Wednesday, May 2, 2012

Slow Boat he Wrote

Sad to leave those adorable little kids at Mercy Ministries Orphanage, we pressed on to our next destination, which was Luang Probang to meet a business friend of Tommy’s named Ryan that just so happened to be living in Laos and offered to show us around. We heard of a few options of how we might go about getting to Luang Probang, but when we heard about the two day slow boat that went down the Mekong River we jumped on the opportunity immediately and booked our tickets at the Laotian border. A bit apprehensive at first, as over fifty travelers piled onto a long tailed boat that looked slightly less than buoyant with its ancient, thick wooden hull we soon set off with the current and were on our way. Getting further and further way from civilization, we soon began to see small villages scattered along the river’s edge. Small children would run to the banks of the river to wave to our passing boat as we slowly cruised by. Waving back with a huge smile on my face, I began thinking to myself just how secluded these people were. With no access to their villages other than by this river, some have never seen the world beyond the boundaries of their village and shoreline. Their lives consisted of only what they had to do to survive; catching fish, growing whatever crops they could along the shore and using only what natural resources they needed to get by. No eco-footprint whatsoever and one hundred percent sustainable.

Much of the slow boat ride to Luang Probang was spent reflecting on the trip so far and logistically planning out some of the next adventures in Laos and Cambodia. Quite a bit of reading was accomplished and plenty of socializing with other travelers became a must as we spent ten hours that first day on the river. Meeting new people and getting to know the most interesting characters this world holds is something that never gets old to me.

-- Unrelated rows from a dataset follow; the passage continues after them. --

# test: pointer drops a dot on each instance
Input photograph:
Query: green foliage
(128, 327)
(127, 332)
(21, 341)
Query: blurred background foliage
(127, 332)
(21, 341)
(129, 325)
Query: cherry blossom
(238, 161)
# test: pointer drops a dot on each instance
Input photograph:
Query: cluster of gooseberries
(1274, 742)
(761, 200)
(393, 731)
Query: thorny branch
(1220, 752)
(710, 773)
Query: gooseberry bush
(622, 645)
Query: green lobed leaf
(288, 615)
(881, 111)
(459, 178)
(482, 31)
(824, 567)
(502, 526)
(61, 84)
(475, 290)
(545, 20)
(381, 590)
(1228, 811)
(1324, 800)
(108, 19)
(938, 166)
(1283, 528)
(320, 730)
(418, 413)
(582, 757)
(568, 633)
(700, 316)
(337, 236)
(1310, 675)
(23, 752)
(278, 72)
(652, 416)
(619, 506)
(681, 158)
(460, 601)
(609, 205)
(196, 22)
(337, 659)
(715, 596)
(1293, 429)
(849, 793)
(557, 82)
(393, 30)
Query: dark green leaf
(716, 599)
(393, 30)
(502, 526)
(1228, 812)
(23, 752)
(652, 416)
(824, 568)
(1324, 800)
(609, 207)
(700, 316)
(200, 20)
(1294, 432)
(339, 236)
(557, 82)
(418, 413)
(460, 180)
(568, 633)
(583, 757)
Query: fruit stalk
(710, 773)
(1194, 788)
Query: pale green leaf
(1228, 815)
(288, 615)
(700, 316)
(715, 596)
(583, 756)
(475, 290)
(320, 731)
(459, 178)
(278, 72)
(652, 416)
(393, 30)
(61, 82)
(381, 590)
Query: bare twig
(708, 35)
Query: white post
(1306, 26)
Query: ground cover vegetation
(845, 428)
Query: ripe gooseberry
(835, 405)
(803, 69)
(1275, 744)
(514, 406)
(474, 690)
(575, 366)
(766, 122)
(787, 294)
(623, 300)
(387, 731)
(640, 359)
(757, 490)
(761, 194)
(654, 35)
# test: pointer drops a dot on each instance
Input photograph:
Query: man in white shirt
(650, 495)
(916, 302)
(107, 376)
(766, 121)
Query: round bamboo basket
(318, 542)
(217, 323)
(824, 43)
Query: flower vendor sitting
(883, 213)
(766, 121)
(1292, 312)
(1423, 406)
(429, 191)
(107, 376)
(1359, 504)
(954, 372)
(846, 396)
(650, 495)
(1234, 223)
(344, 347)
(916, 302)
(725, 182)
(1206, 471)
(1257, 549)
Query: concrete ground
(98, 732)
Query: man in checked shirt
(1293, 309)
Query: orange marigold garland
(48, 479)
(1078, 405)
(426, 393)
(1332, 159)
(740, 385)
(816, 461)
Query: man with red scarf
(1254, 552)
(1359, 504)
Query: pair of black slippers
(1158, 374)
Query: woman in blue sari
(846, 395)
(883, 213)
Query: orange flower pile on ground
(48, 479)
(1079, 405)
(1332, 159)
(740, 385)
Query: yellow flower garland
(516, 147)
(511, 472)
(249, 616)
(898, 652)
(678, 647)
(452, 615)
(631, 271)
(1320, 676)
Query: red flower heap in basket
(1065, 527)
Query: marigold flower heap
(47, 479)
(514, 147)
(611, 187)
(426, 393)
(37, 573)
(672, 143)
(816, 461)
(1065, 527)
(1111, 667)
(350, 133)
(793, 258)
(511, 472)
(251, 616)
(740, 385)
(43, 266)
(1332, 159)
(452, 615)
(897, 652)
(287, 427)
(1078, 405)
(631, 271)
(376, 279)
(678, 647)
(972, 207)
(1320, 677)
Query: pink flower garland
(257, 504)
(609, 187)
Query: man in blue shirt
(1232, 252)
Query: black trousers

As the sun began to set, we saw the valley the river was running through transform as the sun brilliantly casted shadows and silhouetted various mountains and hills. The glimmer of the sun off of the water dazzled radiantly making it hard to not just stare at and appreciate how beautiful this part of the country truly was.
Arriving in a small stop over village for a night, we all piled off the boat, and stayed at a guesthouse overlooking the river. Surprisingly tired after a full day of doing really not a whole lot, we got to bed early that night, sure to catch the 9am boat the next day that waited for no one.

A bit groggy, Tommy and I made it to the boat and set off for another full day of beautiful scenery, card playing with a group of Brits we met, and of course more reading. Slowing down for a bit was actually quite nice; it gave Tommy and I a chance to re-energize and get prepare for the adventures that were ahead in Luang Probang.

Pulling into the dirt boat slip at around dusk, Tommy and I headed out into the town of Luang Probang with our packs and all of our gear, eager to meet up with Ryan and to see what adventures this new place might hold for us.